Flash Fiction


America has been accepted into issue three of The Quarryman Literary Journal (March 2017). This piece follows a couple as they walk around Washington, D.C., just one day after the events of the historic Women’s March.


Excerpts, Flash Fiction

The Island of Disappointment

My flash fiction piece, The Island of Disappointment, has been accepted into the next (and last!) issue of Diverse Voices Quarterly. You can find the issue here. The story follows a young boy as he struggles with his sexuality and crumbling relationship with his father. He views his living room couch as his “island of disappointment”- the site of all his worst memories and experiences.

This is a grim one. Below is a short excerpt.

He called me names behind my back and mom cried in retaliation. I heard the words; I felt them cut. Faggot. Fairy. Pussy. Some of the names sent shocks through the walls and electrocuted me so I’d jump out before I got burned and went off to the couch. Island of Disappointment. Command central. Welcome back, kid. I’d lay down and try to sleep. Their voices weren’t so close anymore. We had a heavy quilt that hung over the back of the couch and I pulled it down and wrapped myself inside tightly. I put it over my head. That was good. Almost silent. Doug the Dog would jump up and sleep on top of my legs. I’d wake when the sun came up and streamed through the window. My tears were dried to my cheeks. My nose stuffy. Doug the Dog was still there with his raspy breathing.

Other times, dad would take the couch. The fight got too bad. He hit mom’s head a little too hard. She got headaches a lot and wore an ice pack for the swelling and clogged her pores with make-up to hide the dark circle under her eye. Dad called her a raccoon.

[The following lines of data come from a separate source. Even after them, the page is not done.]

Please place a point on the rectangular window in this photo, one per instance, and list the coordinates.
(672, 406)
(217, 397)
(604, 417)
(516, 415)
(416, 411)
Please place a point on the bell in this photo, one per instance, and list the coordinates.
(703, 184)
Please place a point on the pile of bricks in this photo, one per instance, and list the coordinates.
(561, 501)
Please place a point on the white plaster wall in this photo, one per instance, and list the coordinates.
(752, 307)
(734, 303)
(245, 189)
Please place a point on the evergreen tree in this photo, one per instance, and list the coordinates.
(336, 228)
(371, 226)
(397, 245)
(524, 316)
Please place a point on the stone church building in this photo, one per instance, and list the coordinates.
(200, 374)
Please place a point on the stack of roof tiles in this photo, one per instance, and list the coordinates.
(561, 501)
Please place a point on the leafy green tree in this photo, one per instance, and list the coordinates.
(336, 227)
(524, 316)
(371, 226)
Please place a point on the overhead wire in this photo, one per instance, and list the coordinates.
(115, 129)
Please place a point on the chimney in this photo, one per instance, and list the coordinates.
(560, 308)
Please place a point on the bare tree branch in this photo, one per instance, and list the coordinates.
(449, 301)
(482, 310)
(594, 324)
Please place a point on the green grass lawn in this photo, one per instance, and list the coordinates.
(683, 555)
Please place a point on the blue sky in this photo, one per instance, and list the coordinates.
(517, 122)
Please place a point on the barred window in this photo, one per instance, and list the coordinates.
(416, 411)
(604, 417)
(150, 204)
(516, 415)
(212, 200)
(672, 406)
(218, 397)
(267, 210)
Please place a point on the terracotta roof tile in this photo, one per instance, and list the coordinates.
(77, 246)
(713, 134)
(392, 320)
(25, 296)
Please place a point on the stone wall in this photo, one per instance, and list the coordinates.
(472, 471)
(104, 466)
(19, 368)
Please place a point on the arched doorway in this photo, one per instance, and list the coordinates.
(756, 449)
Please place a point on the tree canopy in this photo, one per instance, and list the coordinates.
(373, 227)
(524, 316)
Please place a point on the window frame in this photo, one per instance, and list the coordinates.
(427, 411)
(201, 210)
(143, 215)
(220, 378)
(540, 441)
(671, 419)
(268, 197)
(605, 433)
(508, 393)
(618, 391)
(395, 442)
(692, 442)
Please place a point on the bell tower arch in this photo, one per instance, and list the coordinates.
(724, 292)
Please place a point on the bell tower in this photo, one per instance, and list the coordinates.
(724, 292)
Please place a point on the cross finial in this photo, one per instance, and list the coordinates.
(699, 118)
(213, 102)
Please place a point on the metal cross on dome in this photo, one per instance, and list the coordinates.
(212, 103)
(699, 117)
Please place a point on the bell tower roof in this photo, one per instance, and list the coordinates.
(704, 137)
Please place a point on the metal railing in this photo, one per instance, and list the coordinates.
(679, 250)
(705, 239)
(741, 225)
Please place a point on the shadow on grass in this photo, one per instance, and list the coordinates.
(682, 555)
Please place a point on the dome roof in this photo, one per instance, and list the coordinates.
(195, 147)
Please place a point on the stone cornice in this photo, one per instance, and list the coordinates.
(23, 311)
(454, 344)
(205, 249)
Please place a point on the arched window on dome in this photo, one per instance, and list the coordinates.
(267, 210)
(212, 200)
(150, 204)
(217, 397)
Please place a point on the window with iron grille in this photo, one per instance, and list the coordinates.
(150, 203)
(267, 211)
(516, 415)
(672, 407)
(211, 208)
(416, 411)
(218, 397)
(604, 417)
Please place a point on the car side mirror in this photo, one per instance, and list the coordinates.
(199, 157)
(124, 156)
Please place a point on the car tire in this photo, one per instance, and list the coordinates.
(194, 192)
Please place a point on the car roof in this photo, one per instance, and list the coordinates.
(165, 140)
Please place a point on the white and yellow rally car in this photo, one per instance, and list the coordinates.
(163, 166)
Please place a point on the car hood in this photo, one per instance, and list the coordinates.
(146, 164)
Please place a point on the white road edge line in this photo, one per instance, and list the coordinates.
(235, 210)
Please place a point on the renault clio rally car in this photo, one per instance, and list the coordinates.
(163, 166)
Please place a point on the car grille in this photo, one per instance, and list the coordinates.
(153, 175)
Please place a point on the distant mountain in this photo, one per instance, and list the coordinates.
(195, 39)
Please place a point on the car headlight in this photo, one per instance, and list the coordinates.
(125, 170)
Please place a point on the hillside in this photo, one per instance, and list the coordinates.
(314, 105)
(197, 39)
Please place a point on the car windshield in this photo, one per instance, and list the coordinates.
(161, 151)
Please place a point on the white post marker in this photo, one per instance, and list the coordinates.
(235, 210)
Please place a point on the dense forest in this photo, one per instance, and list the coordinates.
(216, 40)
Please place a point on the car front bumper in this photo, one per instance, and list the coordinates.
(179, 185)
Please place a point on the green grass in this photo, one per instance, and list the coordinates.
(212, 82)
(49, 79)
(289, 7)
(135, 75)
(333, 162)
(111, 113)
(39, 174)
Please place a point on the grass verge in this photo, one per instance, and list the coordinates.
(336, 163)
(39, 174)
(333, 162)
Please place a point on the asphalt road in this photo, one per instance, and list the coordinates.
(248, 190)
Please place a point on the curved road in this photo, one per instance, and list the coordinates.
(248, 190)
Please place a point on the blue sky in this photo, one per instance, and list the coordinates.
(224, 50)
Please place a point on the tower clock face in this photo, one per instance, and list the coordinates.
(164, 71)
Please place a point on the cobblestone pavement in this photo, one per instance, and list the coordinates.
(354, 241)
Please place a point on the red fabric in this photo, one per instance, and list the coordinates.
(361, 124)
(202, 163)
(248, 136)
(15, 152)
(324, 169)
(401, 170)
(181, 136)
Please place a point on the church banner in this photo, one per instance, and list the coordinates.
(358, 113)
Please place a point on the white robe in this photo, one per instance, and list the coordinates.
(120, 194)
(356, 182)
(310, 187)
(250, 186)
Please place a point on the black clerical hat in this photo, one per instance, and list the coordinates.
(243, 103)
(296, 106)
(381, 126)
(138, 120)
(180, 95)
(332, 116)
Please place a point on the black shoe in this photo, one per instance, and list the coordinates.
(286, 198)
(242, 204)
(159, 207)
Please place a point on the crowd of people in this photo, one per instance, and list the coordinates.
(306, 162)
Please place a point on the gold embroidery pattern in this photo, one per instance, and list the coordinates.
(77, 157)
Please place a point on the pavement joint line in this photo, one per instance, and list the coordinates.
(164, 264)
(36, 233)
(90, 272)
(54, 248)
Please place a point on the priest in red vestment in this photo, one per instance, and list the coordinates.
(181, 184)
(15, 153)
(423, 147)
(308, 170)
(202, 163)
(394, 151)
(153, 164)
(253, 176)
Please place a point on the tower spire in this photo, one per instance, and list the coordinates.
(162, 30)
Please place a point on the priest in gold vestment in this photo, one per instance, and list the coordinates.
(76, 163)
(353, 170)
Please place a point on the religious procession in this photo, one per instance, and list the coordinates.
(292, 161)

Dad was too big for the couch. He slept with his eyes shut in this hard, pained way. The wrinkles on his forehead were always present, always distorting his face and twisting it up. A sleeping animal. His feet and hands hung over the edges of our island and plopped onto the carpet. In the water. I wanted a shark to bite his fingers. Doug the Dog never crawled up on dad’s legs. Dad’s island wasn’t big enough. Besides, he’d probably hunt Doug the Dog on the island. Kill him. Skin him. Cook him over the fire. He’d chant as Doug the Dog’s flesh burned. He’d drink out of a cut open coconut or pineapple. Then he’d rip off a leg or tail or tongue and eat it. He wouldn’t worry about sharing because nobody came near him on his island.